Whilst there were measures in place to support people to remain safe, we found that the risk of infection had not been minimised. This was because the accommodation people lived in had not been cleaned and maintained to an acceptable standard. Whilst there were significant plans in place to update the property in the near future, the manager had not ensured the current property met people’s needs and kept them safe.
The manager was supportive and approachable. They had a positive working relationship with the deputy manager and they were both committed to improving the service. However, although numerous checks took place which looked at the quality of the care provided, these did not always pick up the concerns around infection control which we had found during our visit. Staff observations were also not used effectively to improve staff performance and attitudes.

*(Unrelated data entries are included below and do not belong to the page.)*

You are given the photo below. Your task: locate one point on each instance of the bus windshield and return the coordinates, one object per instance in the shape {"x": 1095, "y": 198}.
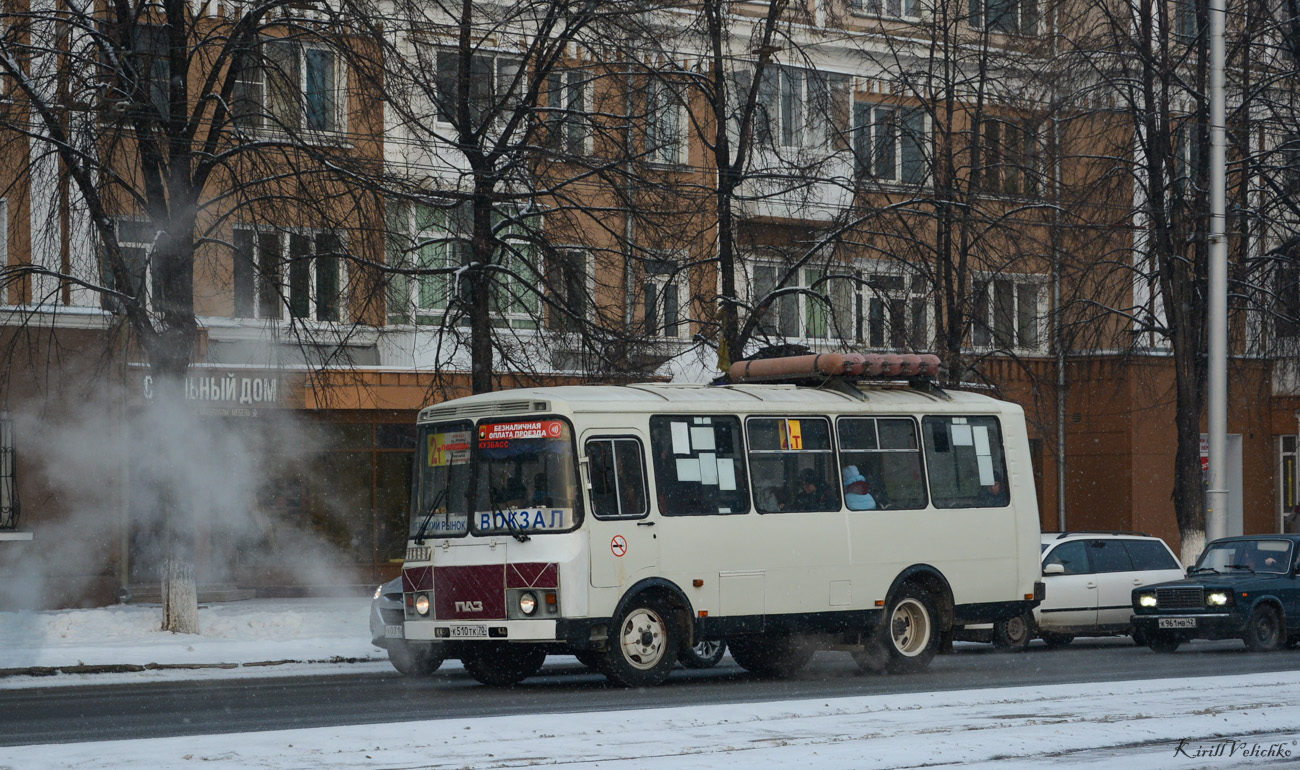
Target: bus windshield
{"x": 523, "y": 471}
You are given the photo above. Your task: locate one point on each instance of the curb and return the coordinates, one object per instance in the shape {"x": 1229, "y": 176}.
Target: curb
{"x": 137, "y": 667}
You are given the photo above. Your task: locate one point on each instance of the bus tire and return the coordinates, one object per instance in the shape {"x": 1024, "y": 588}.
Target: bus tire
{"x": 415, "y": 660}
{"x": 910, "y": 631}
{"x": 705, "y": 654}
{"x": 502, "y": 663}
{"x": 644, "y": 647}
{"x": 1014, "y": 634}
{"x": 771, "y": 656}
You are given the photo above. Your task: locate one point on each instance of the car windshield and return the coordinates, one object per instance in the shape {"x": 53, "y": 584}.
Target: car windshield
{"x": 1255, "y": 556}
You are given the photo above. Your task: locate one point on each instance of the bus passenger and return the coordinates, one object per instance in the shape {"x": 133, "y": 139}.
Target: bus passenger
{"x": 813, "y": 493}
{"x": 857, "y": 494}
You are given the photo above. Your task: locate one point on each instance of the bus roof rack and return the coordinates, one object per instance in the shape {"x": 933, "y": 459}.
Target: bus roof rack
{"x": 822, "y": 368}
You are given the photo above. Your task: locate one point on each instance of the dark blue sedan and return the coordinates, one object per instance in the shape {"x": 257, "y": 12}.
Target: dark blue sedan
{"x": 1243, "y": 588}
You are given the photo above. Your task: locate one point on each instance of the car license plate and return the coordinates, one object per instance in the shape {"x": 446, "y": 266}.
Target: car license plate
{"x": 463, "y": 631}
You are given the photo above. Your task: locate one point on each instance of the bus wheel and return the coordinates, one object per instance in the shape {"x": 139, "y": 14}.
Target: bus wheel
{"x": 502, "y": 665}
{"x": 910, "y": 634}
{"x": 705, "y": 654}
{"x": 1014, "y": 634}
{"x": 771, "y": 656}
{"x": 644, "y": 647}
{"x": 415, "y": 660}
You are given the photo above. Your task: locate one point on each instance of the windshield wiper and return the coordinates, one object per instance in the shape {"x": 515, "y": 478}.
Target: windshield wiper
{"x": 428, "y": 518}
{"x": 510, "y": 522}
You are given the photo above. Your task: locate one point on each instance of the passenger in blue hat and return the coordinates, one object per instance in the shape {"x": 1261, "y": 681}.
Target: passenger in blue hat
{"x": 857, "y": 494}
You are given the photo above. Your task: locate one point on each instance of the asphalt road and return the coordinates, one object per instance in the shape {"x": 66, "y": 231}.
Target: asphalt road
{"x": 64, "y": 714}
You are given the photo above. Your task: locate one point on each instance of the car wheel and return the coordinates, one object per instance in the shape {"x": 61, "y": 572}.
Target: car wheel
{"x": 1014, "y": 634}
{"x": 644, "y": 645}
{"x": 909, "y": 631}
{"x": 1162, "y": 641}
{"x": 414, "y": 660}
{"x": 703, "y": 654}
{"x": 1056, "y": 640}
{"x": 502, "y": 665}
{"x": 1264, "y": 630}
{"x": 771, "y": 656}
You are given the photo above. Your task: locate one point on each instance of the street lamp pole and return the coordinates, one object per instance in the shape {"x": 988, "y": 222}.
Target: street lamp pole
{"x": 1216, "y": 497}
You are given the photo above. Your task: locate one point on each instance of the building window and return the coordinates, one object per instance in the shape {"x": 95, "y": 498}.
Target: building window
{"x": 299, "y": 271}
{"x": 291, "y": 86}
{"x": 889, "y": 143}
{"x": 8, "y": 477}
{"x": 135, "y": 276}
{"x": 1013, "y": 159}
{"x": 893, "y": 312}
{"x": 568, "y": 98}
{"x": 1286, "y": 306}
{"x": 1288, "y": 485}
{"x": 1006, "y": 314}
{"x": 885, "y": 8}
{"x": 1009, "y": 17}
{"x": 567, "y": 282}
{"x": 666, "y": 120}
{"x": 493, "y": 83}
{"x": 1187, "y": 22}
{"x": 152, "y": 70}
{"x": 819, "y": 307}
{"x": 666, "y": 292}
{"x": 424, "y": 238}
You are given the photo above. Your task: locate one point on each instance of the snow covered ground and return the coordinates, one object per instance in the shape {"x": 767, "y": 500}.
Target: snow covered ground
{"x": 1205, "y": 722}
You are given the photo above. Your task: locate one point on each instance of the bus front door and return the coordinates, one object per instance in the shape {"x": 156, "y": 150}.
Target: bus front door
{"x": 624, "y": 543}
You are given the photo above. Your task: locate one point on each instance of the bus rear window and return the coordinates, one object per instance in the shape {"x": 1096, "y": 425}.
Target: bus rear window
{"x": 698, "y": 464}
{"x": 965, "y": 461}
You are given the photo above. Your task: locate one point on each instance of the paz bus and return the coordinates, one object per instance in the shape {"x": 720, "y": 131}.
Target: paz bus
{"x": 809, "y": 502}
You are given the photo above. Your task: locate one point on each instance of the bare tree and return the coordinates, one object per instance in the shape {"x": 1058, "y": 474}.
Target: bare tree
{"x": 151, "y": 130}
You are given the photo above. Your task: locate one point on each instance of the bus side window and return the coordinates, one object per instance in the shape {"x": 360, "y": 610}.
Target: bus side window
{"x": 618, "y": 477}
{"x": 793, "y": 464}
{"x": 887, "y": 454}
{"x": 965, "y": 462}
{"x": 698, "y": 464}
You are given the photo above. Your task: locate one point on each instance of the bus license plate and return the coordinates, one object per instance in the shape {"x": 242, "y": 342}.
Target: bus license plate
{"x": 463, "y": 631}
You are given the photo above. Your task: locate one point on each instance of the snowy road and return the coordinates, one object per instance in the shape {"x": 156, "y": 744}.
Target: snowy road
{"x": 1143, "y": 725}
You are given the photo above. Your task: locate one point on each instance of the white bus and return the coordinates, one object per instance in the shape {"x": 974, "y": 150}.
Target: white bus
{"x": 625, "y": 523}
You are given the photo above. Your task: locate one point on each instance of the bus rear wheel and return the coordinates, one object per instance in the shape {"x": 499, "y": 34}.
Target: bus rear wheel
{"x": 502, "y": 665}
{"x": 644, "y": 645}
{"x": 771, "y": 656}
{"x": 909, "y": 631}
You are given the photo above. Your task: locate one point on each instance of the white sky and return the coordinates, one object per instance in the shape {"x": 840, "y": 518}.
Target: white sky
{"x": 1134, "y": 725}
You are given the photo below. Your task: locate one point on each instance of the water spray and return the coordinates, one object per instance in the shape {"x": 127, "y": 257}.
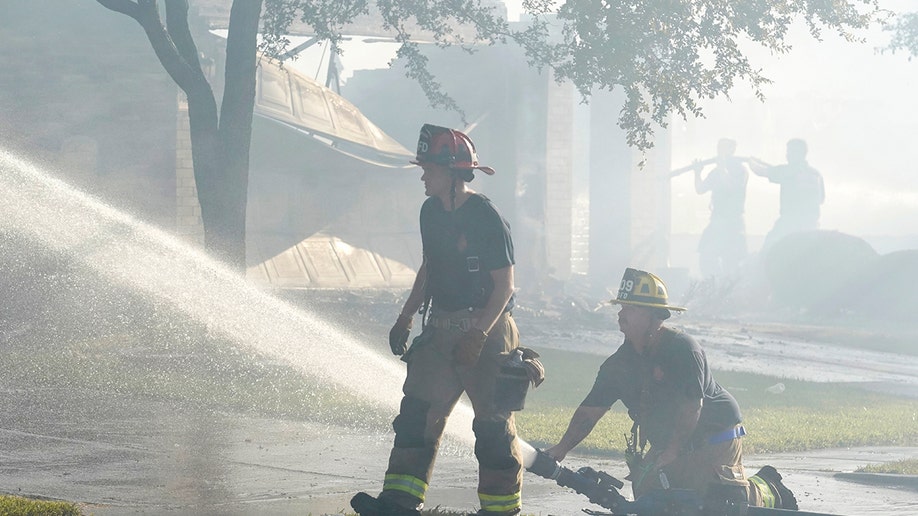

People were protected from the risk of abuse. Staff supported people to take their medicines safely, as prescribed. There were sufficient staff to meet people’s needs. Staff were well supported and were enabled to develop their skills in a variety of ways.
The service was meeting the requirements of The Mental Capacity Act 2005 (MCA). Assessments of capacity had been undertaken and applications for Deprivation of Liberty Safeguards (DoLS) had been made to the relevant local authority. People were supported to make choices about the care they received. Processes were in place to ensure decisions were made in people’s best interest, involving family and outside professionals as appropriate.
People had enough to eat and drink. People's food and liquid intake was recorded and monitored and any concerns addressed promptly. Staff worked well with health and social care professionals to support people to maintain good health and wellbeing.
Staff treated people with kindness, dignity and respect. They took the time to get to know people and to reassure them when they were distressed. Care plans had been developed to support staff to provide personalised support. Staff motivated people to engage in a range of meaningful activities and pastimes. The importance of family relationships was valued and communication with families was excellent. People knew how to complain and received a personalised response to their concerns.